Usages opérationnels des labels sectoriels :


  • Réduction des consommations numériques
  • Meilleure accessibilité des services
  • Contrôle renforcé des pratiques fournisseurs
  • Valorisation d’un engagement social local

Dans le bâtiment, la réforme du RGE a aussi marqué les esprits, car les règles d’accès et de contrôle ont évolué pour mieux distinguer les acteurs fiables. Les artisans qui se mettent à jour y gagnent une visibilité accrue, tandis que les clients disposent d’un repère plus solide avant de signer.

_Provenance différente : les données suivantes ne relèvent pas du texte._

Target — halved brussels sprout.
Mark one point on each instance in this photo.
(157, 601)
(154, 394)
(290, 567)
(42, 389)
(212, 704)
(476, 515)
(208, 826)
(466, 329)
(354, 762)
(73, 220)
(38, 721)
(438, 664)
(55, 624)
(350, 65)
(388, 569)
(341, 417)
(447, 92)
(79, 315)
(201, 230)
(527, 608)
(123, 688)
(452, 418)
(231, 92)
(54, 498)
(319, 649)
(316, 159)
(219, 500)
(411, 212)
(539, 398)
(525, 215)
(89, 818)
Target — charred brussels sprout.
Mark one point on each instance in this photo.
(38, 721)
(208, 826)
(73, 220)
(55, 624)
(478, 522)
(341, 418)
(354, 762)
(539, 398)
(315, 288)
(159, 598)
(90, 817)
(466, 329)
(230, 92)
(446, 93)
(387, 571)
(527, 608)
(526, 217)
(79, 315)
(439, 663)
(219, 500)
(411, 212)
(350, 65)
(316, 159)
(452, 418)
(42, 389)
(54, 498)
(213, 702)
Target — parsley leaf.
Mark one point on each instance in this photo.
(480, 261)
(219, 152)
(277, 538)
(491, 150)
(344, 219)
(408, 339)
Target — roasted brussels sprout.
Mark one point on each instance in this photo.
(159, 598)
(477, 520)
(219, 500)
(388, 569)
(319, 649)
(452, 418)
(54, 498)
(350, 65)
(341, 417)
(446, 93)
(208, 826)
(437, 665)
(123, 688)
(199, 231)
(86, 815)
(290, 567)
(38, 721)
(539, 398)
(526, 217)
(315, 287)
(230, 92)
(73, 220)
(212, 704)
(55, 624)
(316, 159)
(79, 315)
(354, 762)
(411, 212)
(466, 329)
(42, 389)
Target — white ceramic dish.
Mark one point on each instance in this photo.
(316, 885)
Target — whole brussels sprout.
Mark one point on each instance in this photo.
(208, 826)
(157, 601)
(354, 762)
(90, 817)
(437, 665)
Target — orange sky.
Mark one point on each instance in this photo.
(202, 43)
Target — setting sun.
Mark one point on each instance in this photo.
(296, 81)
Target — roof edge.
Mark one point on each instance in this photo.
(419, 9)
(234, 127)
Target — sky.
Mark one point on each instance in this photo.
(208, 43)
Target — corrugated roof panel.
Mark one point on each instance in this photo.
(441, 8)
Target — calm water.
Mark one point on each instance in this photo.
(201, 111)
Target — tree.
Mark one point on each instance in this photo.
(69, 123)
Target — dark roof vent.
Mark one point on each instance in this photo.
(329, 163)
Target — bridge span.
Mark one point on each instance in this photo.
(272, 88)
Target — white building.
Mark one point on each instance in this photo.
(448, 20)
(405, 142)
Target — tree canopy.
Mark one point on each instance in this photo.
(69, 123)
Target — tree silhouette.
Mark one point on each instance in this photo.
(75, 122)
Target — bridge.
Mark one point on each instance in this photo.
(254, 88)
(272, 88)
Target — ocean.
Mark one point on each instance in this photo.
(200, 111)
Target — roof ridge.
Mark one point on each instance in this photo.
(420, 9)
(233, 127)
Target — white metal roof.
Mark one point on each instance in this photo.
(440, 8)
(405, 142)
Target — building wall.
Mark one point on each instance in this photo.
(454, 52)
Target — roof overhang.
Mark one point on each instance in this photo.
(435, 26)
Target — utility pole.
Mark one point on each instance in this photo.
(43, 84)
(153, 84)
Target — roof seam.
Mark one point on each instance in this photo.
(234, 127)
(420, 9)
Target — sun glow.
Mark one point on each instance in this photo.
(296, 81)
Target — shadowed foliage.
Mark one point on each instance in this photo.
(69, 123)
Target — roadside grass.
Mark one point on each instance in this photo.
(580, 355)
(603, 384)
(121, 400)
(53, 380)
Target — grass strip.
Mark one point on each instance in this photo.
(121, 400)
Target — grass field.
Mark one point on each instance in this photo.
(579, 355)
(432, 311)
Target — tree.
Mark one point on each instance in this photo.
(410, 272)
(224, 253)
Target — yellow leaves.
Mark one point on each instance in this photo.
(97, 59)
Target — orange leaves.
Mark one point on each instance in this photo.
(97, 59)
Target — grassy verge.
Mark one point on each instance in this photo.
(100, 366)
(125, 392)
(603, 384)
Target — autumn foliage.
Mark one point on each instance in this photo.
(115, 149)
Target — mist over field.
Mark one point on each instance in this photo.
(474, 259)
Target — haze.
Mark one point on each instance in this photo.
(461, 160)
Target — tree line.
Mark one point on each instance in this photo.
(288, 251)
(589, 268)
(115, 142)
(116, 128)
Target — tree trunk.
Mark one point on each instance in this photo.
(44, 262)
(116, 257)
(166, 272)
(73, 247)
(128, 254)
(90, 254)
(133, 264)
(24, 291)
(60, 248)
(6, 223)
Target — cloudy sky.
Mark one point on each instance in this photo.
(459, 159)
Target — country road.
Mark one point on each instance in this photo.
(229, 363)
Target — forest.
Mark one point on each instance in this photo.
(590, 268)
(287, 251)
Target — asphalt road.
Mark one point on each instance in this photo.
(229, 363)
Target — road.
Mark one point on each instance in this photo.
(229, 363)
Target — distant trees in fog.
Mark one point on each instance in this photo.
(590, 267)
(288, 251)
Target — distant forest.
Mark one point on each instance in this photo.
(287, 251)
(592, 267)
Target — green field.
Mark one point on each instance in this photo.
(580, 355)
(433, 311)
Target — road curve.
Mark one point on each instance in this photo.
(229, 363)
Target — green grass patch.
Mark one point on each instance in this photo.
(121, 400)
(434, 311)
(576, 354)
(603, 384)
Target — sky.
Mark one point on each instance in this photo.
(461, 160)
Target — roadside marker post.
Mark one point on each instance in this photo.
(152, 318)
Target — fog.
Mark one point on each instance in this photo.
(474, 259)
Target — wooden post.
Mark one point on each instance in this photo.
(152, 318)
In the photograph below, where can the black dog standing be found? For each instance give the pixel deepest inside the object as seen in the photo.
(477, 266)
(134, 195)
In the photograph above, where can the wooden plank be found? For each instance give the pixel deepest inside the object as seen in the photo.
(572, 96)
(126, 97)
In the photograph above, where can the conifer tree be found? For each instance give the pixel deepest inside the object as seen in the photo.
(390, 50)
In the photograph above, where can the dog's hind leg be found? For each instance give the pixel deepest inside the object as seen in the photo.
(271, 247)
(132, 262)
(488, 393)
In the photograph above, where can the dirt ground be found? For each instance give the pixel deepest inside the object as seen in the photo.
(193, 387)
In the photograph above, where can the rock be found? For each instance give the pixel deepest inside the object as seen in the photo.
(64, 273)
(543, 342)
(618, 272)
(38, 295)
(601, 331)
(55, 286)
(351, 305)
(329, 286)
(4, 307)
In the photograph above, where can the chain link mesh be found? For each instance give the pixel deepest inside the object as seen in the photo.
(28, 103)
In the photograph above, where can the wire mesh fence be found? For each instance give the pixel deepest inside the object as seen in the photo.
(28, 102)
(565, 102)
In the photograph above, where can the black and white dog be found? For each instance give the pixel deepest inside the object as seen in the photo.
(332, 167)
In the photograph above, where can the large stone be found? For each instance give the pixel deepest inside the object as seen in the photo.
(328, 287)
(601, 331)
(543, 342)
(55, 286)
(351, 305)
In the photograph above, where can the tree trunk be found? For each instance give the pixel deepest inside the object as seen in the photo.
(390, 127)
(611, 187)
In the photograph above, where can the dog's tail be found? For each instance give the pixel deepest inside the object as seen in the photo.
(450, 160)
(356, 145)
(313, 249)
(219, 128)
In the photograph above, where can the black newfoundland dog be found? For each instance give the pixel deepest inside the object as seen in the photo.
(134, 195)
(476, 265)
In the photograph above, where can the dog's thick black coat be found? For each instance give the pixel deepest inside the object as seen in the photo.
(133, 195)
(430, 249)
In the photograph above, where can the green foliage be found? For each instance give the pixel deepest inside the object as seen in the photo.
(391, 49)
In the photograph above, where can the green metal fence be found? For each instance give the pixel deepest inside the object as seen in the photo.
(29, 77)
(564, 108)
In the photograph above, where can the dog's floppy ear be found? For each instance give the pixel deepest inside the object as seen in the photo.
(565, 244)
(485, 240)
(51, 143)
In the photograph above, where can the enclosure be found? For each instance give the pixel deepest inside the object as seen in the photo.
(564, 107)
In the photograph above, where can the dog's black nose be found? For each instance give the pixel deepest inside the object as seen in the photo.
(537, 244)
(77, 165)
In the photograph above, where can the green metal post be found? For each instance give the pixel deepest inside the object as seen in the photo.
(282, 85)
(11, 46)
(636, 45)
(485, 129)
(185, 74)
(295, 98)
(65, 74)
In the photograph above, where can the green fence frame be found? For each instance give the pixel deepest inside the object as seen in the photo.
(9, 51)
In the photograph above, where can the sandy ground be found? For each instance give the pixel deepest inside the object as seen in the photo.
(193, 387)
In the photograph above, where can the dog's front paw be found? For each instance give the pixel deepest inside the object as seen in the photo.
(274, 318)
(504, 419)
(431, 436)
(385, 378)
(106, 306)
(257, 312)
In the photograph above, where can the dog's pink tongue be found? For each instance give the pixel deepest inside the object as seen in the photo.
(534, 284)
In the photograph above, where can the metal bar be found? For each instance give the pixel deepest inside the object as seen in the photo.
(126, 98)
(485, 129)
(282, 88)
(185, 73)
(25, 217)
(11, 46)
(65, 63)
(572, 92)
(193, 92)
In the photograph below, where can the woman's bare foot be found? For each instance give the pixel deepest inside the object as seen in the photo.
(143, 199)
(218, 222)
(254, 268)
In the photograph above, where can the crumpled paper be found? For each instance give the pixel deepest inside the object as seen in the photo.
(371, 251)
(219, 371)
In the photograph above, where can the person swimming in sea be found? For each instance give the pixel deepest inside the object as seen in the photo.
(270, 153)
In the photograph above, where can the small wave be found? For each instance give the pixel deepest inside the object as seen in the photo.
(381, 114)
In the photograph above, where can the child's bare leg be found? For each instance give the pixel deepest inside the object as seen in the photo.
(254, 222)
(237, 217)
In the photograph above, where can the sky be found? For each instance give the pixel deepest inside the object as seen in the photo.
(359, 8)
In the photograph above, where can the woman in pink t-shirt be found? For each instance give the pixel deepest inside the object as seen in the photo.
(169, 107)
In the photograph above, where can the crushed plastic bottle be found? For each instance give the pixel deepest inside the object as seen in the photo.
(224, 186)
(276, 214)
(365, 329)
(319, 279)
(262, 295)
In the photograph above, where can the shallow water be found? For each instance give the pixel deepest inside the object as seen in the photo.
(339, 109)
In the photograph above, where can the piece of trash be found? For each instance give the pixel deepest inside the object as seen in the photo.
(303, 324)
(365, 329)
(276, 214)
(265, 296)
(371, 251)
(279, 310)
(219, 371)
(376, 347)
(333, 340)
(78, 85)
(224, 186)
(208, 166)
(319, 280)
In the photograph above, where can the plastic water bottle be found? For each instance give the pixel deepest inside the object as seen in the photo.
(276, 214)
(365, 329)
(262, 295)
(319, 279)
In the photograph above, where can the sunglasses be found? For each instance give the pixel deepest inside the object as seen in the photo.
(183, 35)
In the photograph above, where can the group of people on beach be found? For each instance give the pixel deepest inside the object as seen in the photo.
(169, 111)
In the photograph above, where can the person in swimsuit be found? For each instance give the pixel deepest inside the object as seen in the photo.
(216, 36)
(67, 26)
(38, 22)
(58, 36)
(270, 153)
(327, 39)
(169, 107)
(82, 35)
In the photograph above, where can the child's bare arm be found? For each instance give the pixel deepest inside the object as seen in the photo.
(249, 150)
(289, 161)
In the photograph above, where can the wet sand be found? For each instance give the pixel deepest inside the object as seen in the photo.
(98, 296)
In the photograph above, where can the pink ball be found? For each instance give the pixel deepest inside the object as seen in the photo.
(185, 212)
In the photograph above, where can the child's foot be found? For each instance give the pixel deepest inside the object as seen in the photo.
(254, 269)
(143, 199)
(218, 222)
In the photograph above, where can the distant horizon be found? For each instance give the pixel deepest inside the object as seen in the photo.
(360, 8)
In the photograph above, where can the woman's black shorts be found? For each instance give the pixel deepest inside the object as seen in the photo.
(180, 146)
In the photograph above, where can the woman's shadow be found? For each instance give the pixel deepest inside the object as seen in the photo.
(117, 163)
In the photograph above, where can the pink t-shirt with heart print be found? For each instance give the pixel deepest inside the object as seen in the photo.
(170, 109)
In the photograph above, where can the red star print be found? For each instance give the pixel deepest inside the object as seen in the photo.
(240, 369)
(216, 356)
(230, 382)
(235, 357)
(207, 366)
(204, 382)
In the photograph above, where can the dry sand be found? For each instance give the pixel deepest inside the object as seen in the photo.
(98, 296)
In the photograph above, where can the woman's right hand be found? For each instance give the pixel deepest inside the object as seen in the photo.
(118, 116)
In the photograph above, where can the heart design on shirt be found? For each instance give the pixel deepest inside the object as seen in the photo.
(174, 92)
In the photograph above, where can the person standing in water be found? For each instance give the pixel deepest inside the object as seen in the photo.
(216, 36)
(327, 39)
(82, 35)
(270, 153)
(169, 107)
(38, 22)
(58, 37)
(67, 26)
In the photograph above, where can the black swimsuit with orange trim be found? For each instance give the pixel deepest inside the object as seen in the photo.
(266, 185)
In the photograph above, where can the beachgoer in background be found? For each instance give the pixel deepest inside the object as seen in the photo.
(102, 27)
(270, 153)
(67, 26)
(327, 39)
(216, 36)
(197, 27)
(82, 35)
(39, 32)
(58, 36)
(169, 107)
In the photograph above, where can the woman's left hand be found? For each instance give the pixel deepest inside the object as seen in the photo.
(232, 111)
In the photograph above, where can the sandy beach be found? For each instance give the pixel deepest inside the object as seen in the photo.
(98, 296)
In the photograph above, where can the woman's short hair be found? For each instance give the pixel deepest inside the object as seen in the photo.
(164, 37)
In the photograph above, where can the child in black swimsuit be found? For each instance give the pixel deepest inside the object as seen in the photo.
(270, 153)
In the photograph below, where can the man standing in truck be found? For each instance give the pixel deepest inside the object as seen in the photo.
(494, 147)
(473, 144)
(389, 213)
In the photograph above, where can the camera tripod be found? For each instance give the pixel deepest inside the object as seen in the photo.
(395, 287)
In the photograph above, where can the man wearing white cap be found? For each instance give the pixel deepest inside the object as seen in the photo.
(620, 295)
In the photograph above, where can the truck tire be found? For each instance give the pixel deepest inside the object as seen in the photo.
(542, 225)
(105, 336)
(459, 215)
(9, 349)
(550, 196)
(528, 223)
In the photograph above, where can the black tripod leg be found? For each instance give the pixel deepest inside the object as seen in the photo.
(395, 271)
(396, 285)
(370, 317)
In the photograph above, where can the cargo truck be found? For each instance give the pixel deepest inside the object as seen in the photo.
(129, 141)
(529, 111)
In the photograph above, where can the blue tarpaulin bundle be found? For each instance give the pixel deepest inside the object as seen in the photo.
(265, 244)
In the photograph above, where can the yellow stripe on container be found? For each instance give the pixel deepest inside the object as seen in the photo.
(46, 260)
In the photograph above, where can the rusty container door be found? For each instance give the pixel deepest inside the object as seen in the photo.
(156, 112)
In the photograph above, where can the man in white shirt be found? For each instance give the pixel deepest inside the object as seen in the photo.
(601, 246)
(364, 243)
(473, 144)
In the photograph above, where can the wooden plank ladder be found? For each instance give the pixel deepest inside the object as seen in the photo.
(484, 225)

Les labels ESS suivent une logique proche, mais avec une finalité encore plus explicitement sociale. Agrément ESUS, labels territoriaux ou sectoriels rendent visible un modèle économique qui ne sépare pas la performance de la mission collective, et cette cohérence séduit de plus en plus les financeurs publics.

Repères de décision pour choisir un label :


Question stratégique Effet recherché Risque évité Lecture utile
Pourquoi se labelliser Clarifier la cible Communication vide Cap fixé dès le départ
Quelles preuves fournir Renforcer la crédibilité Soupçon de greenwashing Trace vérifiable
Quels audits accepter Tester les pratiques Effet vitrine Amélioration réelle
Quel public viser Adapter le discours Décalage marché Choix plus juste

Un dirigeant qui choisit un label sans méthode s’expose à une déception rapide, alors qu’un choix aligné sur la stratégie crée un avantage durable. Ce lien entre pilotage et crédibilité annonce l’élargissement final du sujet vers la perception de marque et la confiance durable.

« Le label a surtout servi de cadre, car il nous a obligés à revoir nos pratiques internes. »

Marc L., responsable RSE


« J’ai vu nos équipes se saisir du sujet, parce qu’un audit externe rend les progrès tangibles. »

Élodie P., dirigeante

Source : Institut national de l’origine et de la qualité, communication sur les signes officiels ; Institut de liaisons des entreprises de consommation, analyse sur la profusion des labels alimentaires ; NielsenIQ, étude de notoriété du Nutri-Score, 2025.